Na estrada para o Festival Mundial No caminho para o Festival Mundial de Artes Negras em Dacar, Senegal, 1966. Esquerda: Mestre Camafeu de Oxossi, Mestre Gato Preto, Mestre Roberto Satanas, Mestre João Grande, Mestre Gildo Alifnete e Mestre Pastinha. (Cortesia de velhosmestres.com)

Em 1972, o governo brasileiro reconheceu a capoeira como esporte oficial. Os regulamentos estabelecem regras, definições, estatutos, um código de ética, movimentos reconhecidos e um quadro de classificação gradual para os alunos. Também estabeleceu ritmos para a música e diretrizes para o papel dos berimbaus durante a competição.

Essa institucionalização e sistematização da capoeira não ficou bem com muitos mestres. Eles se opunham a tais esforços de formalização, que viam como uma tentativa de remover a arte de seu ambiente mais orgânico e de base. Apesar de sua oposição, a capoeira já estava envolvida em um tremendo processo de adaptação a uma sociedade em transformação.

A capoeira estava crescendo, espalhando-se por diferentes partes do Brasil e em breve pelo mundo.
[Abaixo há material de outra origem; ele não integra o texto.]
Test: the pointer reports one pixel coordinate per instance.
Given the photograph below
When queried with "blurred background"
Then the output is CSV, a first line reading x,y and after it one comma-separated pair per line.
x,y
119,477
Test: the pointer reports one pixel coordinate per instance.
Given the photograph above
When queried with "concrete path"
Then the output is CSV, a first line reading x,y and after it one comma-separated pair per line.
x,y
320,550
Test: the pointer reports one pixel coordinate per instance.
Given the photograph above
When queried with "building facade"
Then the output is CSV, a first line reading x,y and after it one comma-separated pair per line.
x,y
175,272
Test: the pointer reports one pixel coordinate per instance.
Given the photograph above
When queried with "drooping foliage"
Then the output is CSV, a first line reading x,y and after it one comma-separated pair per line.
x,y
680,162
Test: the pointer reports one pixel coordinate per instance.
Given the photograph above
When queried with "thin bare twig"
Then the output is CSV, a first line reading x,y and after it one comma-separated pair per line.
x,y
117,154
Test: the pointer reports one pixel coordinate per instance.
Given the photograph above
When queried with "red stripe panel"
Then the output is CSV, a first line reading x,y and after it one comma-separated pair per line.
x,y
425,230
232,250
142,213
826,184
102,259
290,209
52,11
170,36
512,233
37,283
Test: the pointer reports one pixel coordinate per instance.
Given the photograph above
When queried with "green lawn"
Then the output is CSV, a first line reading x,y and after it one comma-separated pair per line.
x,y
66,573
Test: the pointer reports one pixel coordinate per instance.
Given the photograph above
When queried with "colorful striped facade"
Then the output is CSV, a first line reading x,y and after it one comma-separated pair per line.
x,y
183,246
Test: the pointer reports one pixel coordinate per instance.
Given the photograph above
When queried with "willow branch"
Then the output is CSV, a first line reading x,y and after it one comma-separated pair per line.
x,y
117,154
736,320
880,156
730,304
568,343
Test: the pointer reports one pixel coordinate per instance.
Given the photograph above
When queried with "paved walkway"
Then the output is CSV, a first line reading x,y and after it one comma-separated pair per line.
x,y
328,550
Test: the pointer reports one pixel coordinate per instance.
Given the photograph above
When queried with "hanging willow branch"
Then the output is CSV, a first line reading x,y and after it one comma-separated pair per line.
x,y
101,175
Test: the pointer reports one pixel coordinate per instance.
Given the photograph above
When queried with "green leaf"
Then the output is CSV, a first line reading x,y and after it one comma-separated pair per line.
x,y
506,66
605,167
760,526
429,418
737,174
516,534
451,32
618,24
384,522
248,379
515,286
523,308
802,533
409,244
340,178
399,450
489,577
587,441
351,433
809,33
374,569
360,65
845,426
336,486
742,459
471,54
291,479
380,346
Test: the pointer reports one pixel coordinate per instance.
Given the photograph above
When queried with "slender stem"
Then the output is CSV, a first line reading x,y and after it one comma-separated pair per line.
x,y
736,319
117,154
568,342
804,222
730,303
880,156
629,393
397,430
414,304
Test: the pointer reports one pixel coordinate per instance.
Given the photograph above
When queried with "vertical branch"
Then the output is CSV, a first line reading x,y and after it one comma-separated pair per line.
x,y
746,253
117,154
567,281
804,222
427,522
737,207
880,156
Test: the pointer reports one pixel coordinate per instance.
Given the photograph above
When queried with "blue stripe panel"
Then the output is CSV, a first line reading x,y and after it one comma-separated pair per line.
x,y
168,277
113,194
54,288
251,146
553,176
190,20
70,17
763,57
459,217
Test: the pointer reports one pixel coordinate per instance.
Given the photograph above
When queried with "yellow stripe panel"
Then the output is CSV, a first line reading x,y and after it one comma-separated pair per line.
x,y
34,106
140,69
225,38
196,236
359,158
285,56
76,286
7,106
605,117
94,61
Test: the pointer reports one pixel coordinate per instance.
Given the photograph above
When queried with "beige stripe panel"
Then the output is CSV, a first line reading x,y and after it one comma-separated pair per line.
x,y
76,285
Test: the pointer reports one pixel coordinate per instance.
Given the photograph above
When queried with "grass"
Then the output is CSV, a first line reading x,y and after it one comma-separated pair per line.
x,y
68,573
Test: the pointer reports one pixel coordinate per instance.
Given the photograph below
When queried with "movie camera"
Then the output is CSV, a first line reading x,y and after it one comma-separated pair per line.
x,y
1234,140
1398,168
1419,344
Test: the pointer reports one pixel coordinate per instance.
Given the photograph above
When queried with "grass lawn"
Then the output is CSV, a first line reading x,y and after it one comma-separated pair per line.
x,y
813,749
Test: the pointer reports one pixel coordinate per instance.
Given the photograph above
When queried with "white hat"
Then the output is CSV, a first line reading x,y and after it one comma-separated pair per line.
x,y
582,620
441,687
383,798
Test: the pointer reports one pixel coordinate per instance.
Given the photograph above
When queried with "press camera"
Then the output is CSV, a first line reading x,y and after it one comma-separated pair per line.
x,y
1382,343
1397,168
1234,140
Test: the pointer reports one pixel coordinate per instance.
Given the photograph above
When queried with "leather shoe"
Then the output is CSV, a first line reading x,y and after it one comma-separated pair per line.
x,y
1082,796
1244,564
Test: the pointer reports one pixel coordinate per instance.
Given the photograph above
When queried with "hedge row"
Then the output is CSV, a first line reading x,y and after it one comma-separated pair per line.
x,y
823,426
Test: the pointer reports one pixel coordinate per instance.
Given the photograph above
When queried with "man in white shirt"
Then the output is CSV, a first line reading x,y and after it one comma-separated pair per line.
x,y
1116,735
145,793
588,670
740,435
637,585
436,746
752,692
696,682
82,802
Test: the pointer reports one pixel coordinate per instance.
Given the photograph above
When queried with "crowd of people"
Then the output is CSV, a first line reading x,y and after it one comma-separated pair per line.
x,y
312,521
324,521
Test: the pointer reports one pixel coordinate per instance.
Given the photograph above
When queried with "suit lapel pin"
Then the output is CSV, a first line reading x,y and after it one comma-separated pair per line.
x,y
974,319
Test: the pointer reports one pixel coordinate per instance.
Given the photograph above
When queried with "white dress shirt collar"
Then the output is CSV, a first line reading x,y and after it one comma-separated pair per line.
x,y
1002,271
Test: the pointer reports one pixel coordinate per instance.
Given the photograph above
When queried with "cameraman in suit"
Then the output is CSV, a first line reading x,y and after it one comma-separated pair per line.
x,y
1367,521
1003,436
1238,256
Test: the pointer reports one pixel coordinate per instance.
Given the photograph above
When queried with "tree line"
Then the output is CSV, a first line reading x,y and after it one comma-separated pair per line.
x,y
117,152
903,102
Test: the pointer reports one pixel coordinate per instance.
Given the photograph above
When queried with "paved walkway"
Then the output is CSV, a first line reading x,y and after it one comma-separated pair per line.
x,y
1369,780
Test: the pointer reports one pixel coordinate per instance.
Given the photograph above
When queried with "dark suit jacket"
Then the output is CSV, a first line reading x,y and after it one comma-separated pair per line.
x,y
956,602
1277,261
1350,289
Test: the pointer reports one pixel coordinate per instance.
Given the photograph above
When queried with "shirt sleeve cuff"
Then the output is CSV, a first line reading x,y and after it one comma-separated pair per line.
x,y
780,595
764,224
Ela se consolidou nos Estados Unidos em meados da década de 1970, quando Mestre Jelon Vieira e Mestre João Grande apresentaram sua arte a novos públicos. Desde então, esses dois mestres influentes dedicaram suas vidas ao crescimento de uma comunidade de capoeiristas.

Mestre Jelon Vieira nasceu em 1953 na Bahia, Brasil. Ele se mudou para Nova York em 1975 e plantou as primeiras sementes de capoeira nos Estados Unidos. Além de percorrer o país, o Caribe e a Europa com sua empresa, a DanceBrazil, Vieira tem ensinado em comunidades com poucos recursos e em instituições de ensino superior, como a Universidade de Columbia, Yale, Harvard e a Universidade de Nova York. Ele certamente mergulhará seus alunos não apenas nas técnicas de capoeira, mas também na filosofia. Muitas pessoas sugerem que Mestre Jelon pode ser responsável pela incorporação de movimentos de capoeira nos breakdancing modernos.

Encorajado pelo Mestre Jelon, Mestre João Grande, também da Bahia, fundou sua própria academia na cidade de Nova York em 1990, onde treinou milhares de estudantes na tradição da capoeira Angola. Ambos os homens foram reconhecidos por seu domínio e compromisso de transmitir suas tradições de capoeira com a National Endowment for the Arts National Heritage Fellowship, a maior honra de nossa nação em artes populares e tradicionais.

Mestre João Grande Mestre João Grande espera que a competição do grupo de roda comece no interior do Edifício das Artes e das Indústrias no Festival Folclórico de 2017. (Daniel Martinez, Arquivos Ralph Rinzler Folklife)

Mestre Jelon e Mestre João Grande, no Folklife Festival, explicaram sua inspiração e como ele aprendeu a capoeira pela primeira vez.

"Eu olhei em todos os lugares para aprender capoeira", disse ele. “Quando não encontrei a capoeira, comecei a observar a natureza - como os animais sobrevivem, como voam, como caçam, como os animais se comportam, como os peixes nadam, como eles brigam na água, como os pássaros voam e nunca se tocam, como o vento bate nas árvores, como as árvores se movem, então ficam imóveis novamente, como a cobra se move no chão, como os cães brincam com humanos e com os outros, como o furacão se transforma.

“Isso é o que me inspirou - a natureza. A capoeira é a natureza.

Juan Gonçalves-Borrega é curador do Centro de Folclore e Patrimônio Cultural trabalhando com o programa 2017 On the Move . Ele está estudando bacharel em história e bacharel em antropologia na Virginia Commonwealth University. Uma versão deste artigo apareceu originalmente no Blog do Festival, produzido pelo Centro de Folclore e Patrimônio Cultural do Smithsonian.